Setelah bolak-balik hingga pada akhirnya dirujuk ke Rumah Sakit Universitas Sumatera Utara (RS USU) Jl. Dr. Mansyur yang merupakan pabriknya para dokter dan paramedis karena sudah menempuh pendidikan di Fakultas Kedokteran USU.
Selama menjalani masa perawatan ibunda mendapatkan perhatian yang cukup baik dari para dokter dan paramedis. Tahapan pemeriksaan kesehatan (visit dokter, check darah bahkan sampai pemeriksaan jantung) dan obat-obatan juga diberikan yang terbaik.
Namun takdir berkata lain, Sang Maha Pencipta punya kehendak. Bukan obat yang tak manjur, bukan dokter yang tak berilmu dan bukan pula do’a- do’a yang tak maqbul, tapi Kuasa Allah SWT berkata bahwa Dia adalah Sang Pemilik.
Seandainya saat itu Program UHC-JKMB belum ada, tentu biaya yang harus dikeluarkan sangat besar sekali selama 12 hari opname di rumah sakit. pihak keluarga tidak mengeluarkan uang sama sekali untuk biaya perobatan dan semua itu ditanggung oleh pihak Pemko Medan lewat program UHC-JKMB.
Kini Ibunda sudah tak bersama lagi pun sang walikota Bobby Afif Nasution sudah tak menjabat lagi, semoga penerusnya tetap melanjutkan program ini dengan sebaik-baiknya.
Masa jabatan walikota ada batasnya, para pelaksana UHC-JKMB juga ada batas masa jabatan dan batas umur tapi percayalah pengabdian yang terbaik akan menumbuhkan benih yang baik pula.
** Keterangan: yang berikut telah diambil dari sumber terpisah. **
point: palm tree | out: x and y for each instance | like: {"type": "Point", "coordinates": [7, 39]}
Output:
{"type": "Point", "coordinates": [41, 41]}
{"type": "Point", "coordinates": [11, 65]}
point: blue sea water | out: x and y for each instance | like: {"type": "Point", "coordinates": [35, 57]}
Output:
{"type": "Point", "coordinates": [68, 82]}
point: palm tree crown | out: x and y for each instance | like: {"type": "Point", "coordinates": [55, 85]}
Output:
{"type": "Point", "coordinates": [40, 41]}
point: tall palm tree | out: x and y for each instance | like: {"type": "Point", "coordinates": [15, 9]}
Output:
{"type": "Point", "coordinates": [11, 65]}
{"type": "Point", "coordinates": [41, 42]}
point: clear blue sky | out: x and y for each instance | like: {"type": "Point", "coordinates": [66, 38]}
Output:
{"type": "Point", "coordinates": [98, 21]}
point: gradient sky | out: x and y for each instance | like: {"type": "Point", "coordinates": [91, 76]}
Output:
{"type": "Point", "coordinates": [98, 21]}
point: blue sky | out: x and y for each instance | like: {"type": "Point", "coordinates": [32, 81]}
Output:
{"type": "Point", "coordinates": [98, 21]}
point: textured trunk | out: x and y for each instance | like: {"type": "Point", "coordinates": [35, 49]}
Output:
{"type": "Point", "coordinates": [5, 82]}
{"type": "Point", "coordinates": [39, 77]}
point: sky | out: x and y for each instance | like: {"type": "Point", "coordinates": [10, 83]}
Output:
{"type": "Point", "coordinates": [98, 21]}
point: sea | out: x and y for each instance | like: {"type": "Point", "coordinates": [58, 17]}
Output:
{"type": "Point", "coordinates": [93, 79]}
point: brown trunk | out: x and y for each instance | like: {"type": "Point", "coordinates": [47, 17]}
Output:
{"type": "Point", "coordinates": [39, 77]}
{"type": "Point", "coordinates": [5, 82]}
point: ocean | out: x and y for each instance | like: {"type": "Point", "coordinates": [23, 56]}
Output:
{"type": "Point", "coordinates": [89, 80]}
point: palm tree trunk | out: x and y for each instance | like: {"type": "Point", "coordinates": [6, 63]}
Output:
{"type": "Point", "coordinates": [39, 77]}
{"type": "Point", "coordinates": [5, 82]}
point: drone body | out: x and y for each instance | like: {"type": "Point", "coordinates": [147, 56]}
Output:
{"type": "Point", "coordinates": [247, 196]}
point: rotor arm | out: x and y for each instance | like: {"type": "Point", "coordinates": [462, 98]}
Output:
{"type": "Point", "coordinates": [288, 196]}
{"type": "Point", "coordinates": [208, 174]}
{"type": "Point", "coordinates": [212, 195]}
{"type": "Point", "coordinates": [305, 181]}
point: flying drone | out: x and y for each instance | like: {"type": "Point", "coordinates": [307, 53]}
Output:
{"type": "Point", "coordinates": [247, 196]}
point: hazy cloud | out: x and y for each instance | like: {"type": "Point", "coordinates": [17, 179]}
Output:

Rezeki yang berkah akan membawa manfaat menjadi hidup yang penuh keberkahan. Berkah sehat, berkah rezeki dan berkah umur.
Keberkahan Program UHC-JKMB akan bermanfaat bagi orang banyak lintas etnis, suku dan agama warga Kota Medan. Program kesehatan yang digagas dengan nilai-nilai luhur dan amanah tentu akan membawa semangat baru dalam memberikan pelayanan pemerintahan Kota Medan di bidang kesehatan.
Kenangan itu kini mengalir kembali di penghujung bulan Sya’ban menjelang Ramadhan 2025. Ya…Bulan Ramadhan yang penuh perjuangan saat itu di penghujung Ramadhan 1444 H, terkenang saat menjaga ibunda seorang diri di RS USU, lamat-lamat di kejauhan terdengar lantunan Takbir, Tasbih dan Tahmid berkumandang. “Mak, esok Hari Raya, mamak sehat ya,” ucapku lirih hingga tanpa terasa air mata mengalir. (Budi Sudarman)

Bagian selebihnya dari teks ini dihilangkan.